Go to file
Radhika Jagtap 7d3600c309 cpu: Add TraceCPU to playback elastic traces
This patch defines a TraceCPU that replays trace generated using the elastic
trace probe attached to the O3 CPU model. The elastic trace is an execution
trace with data dependencies and ordering dependencies annoted to it. It also
replays fixed timestamp instruction fetch trace that is also generated by the
elastic trace probe.

The TraceCPU inherits from BaseCPU as a result of which some methods need
to be defined. It has two port subclasses inherited from MasterPort for
instruction and data ports. It issues the memory requests deducing the
timing from the trace and without performing real execution of micro-ops.
As soon as the last dependency for an instruction is complete,
its computational delay, also provided in the input trace is added. The
dependency-free nodes are maintained in a list, called 'ReadyList',
ordered by ready time. Instructions which depend on load stall until the
responses for read requests are received thus achieving elastic replay. If
the dependency is not found when adding a new node, it is assumed complete.
Thus, if this node is found to be completely dependency-free its issue time is
calculated and it is added to the ready list immediately. This is encapsulated
in the subclass ElasticDataGen.

If ready nodes are issued in an unconstrained way there can be more nodes
outstanding which results in divergence in timing compared to the O3CPU.
Therefore, the Trace CPU also models hardware resources. A sub-class to model
hardware resources is added which contains the maximum sizes of load buffer,
store buffer and ROB. If resources are not available, the node is not issued.
The 'depFreeQueue' structure holds nodes that are pending issue.

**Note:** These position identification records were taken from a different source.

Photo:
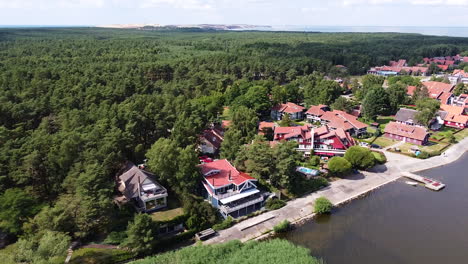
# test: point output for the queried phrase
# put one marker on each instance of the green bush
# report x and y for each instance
(282, 227)
(339, 166)
(115, 238)
(380, 157)
(360, 158)
(228, 222)
(274, 204)
(322, 206)
(314, 161)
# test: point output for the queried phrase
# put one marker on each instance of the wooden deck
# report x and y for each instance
(428, 183)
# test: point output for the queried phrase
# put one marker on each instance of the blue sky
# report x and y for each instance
(258, 12)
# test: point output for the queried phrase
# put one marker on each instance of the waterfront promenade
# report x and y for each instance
(338, 192)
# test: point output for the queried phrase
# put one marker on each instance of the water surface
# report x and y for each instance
(398, 223)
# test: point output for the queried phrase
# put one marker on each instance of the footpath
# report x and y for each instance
(338, 192)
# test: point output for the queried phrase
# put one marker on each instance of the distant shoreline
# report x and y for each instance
(423, 30)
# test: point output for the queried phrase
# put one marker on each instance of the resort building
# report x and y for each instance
(141, 189)
(315, 112)
(295, 112)
(455, 116)
(232, 192)
(408, 117)
(337, 119)
(322, 141)
(406, 133)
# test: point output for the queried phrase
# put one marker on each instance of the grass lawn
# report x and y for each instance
(100, 256)
(461, 135)
(173, 210)
(384, 142)
(434, 147)
(225, 114)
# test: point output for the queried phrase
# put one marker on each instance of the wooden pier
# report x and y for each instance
(428, 183)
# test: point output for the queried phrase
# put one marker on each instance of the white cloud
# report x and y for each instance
(406, 2)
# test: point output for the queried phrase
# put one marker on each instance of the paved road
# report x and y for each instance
(338, 192)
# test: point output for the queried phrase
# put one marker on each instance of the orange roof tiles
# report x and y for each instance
(289, 108)
(400, 129)
(221, 178)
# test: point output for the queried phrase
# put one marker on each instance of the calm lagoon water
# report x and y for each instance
(396, 224)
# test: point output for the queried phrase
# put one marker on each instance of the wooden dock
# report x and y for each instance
(428, 183)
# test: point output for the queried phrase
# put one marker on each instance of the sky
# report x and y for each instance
(444, 13)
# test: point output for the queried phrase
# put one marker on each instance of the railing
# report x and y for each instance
(227, 209)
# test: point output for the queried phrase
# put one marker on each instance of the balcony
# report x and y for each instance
(237, 205)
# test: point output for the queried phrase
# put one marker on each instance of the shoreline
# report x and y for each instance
(339, 192)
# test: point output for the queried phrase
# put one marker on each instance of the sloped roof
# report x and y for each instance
(221, 170)
(414, 132)
(134, 178)
(341, 119)
(316, 110)
(454, 114)
(435, 89)
(289, 108)
(410, 90)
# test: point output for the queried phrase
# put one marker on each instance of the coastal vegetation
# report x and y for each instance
(272, 251)
(76, 104)
(282, 227)
(322, 206)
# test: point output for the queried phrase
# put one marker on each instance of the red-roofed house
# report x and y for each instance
(458, 76)
(339, 119)
(436, 89)
(295, 111)
(232, 192)
(263, 127)
(406, 133)
(322, 140)
(455, 116)
(316, 111)
(462, 101)
(410, 90)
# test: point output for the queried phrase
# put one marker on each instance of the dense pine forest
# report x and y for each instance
(75, 104)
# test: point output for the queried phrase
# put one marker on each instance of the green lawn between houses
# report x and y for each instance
(172, 211)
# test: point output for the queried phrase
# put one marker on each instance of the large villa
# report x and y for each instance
(232, 192)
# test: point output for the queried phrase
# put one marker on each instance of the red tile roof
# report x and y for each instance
(444, 96)
(455, 114)
(400, 129)
(220, 174)
(436, 88)
(461, 73)
(291, 132)
(225, 123)
(410, 90)
(289, 108)
(316, 110)
(340, 119)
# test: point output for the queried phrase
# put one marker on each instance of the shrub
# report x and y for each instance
(228, 222)
(339, 166)
(314, 161)
(380, 157)
(322, 206)
(360, 158)
(115, 238)
(274, 204)
(282, 227)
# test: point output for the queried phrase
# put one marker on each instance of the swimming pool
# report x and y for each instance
(307, 171)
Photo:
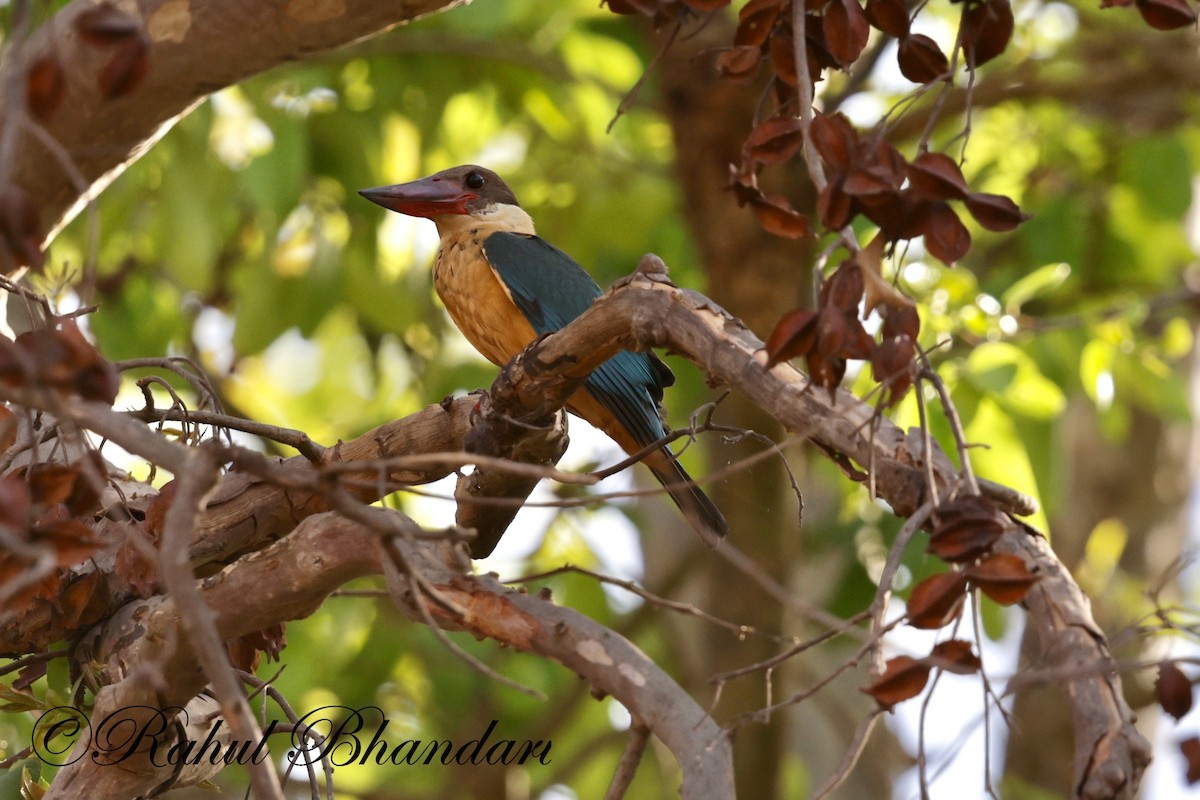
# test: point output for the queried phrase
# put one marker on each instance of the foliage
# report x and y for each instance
(239, 241)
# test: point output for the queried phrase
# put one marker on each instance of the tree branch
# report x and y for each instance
(193, 49)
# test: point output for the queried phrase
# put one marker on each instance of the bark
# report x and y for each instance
(191, 49)
(289, 579)
(755, 276)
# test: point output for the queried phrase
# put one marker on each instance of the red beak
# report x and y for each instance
(427, 197)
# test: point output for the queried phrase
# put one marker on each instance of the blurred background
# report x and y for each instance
(239, 241)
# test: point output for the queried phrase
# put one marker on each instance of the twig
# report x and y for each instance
(193, 482)
(627, 768)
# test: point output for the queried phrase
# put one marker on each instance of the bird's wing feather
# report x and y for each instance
(551, 290)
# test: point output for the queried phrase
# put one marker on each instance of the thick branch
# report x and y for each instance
(195, 48)
(289, 581)
(1110, 755)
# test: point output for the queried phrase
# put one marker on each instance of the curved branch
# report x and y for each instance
(648, 311)
(289, 581)
(192, 49)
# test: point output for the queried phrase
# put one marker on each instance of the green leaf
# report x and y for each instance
(1012, 378)
(1038, 282)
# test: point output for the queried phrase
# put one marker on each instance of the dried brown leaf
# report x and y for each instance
(1174, 690)
(756, 20)
(845, 29)
(1003, 577)
(778, 217)
(937, 600)
(1167, 14)
(936, 176)
(775, 140)
(739, 64)
(45, 86)
(921, 60)
(946, 238)
(901, 680)
(792, 336)
(21, 227)
(16, 504)
(888, 16)
(987, 28)
(995, 211)
(957, 656)
(1191, 750)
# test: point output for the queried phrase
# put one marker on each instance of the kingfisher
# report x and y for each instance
(504, 287)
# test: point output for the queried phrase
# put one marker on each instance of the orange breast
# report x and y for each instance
(478, 302)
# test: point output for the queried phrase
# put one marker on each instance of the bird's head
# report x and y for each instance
(461, 191)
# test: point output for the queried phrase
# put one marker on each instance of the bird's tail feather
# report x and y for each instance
(701, 512)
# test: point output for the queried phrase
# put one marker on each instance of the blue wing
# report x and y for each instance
(551, 290)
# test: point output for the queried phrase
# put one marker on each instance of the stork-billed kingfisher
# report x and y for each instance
(504, 287)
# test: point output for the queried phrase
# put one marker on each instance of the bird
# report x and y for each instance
(504, 287)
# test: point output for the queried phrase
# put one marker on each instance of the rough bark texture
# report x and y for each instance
(193, 49)
(747, 270)
(291, 578)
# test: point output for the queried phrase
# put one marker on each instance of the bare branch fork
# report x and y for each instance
(318, 552)
(647, 311)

Modeling the ROB size in the Trace CPU as a resource limitation is arguably the
most important parameter of all resources. The ROB occupancy is estimated using
the newly added field 'robNum'. We need to use ROB number as sequence number is
at times much higher due to squashing and trace replay is focused on correct
path modeling.

A map called 'inFlightNodes' is added to track nodes that are not only in
the readyList but also load nodes that are executed (and thus removed from
readyList) but are not complete. ReadyList handles what and when to execute
next node while the inFlightNodes is used for resource modelling. The oldest
ROB number is updated when any node occupies the ROB or when an entry in the
ROB is released. The ROB occupancy is equal to the difference in the ROB number
of the newly dependency-free node and the oldest ROB number in flight.

If no node dependends on a non load/store node then there is no reason to track
it in the dependency graph. We filter out such nodes but count them and add a
weight field to the subsequent node that we do include in the trace. The weight
field is used to model ROB occupancy during replay.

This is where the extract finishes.